Second, ensure that the successes are explored as thoroughly as the failures. Successes are almost always to some degree due to luck, and understanding where they could have shifted into failure is the best way to really explore the way that the organization learns and acts.
Third, seek the truth. Again - this is that particular mindset that is required of the review. A kind, but brutal honesty that looks at what is there, not what we want to find. It is hard - but once mastered a brilliant tool to unearth real insights into how an organization can evolve.
And that is the key: evolving into something new - understanding the past and the patterns that make us, so that we can change them.
We have mentioned the pre-mortem many times in these notes, and it is reminiscent of writing your own obituary in a way: looking at the projects undertaken and understanding how they will be remembered and what the salient details and features will be seen to have been, is a great way to not just explore projects and idea, but even whole organizations.
What should be written about your organization once it disappears?
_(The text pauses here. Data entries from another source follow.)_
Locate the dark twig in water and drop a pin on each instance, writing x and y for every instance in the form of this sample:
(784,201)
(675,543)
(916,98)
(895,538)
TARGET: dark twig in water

Because organizations also die, and perish - so what should the organizational obituary look like? And who should write it?
So what?
There is a very simple question here: are you reviewing the past to a reasonable extent? If you are - congratulations. My experience is that the anticipation of the future often overtakes the review of the past, dooming us to live in future moments uninformed by history.
Otherwise: set up a schedule of reviews - for yourself, with others, and then see what it looks like. Try it - and see where it becomes hard. The points at which review causes us pain are points that are more important than we think. Why are you hesitating to write about your day, week or year? Why is a certain project off limits for a retrospective? Our hesitancy reveals something important.
And, finally, then: it is really only in the review we can find that Archimedean point from which we can shift the earth and change ourselves and evolve - either as organizations or individuals.
Thank you for reading,
Nicklas
"In a functional organization blame flows upward, and praise flows downward" -- lovely.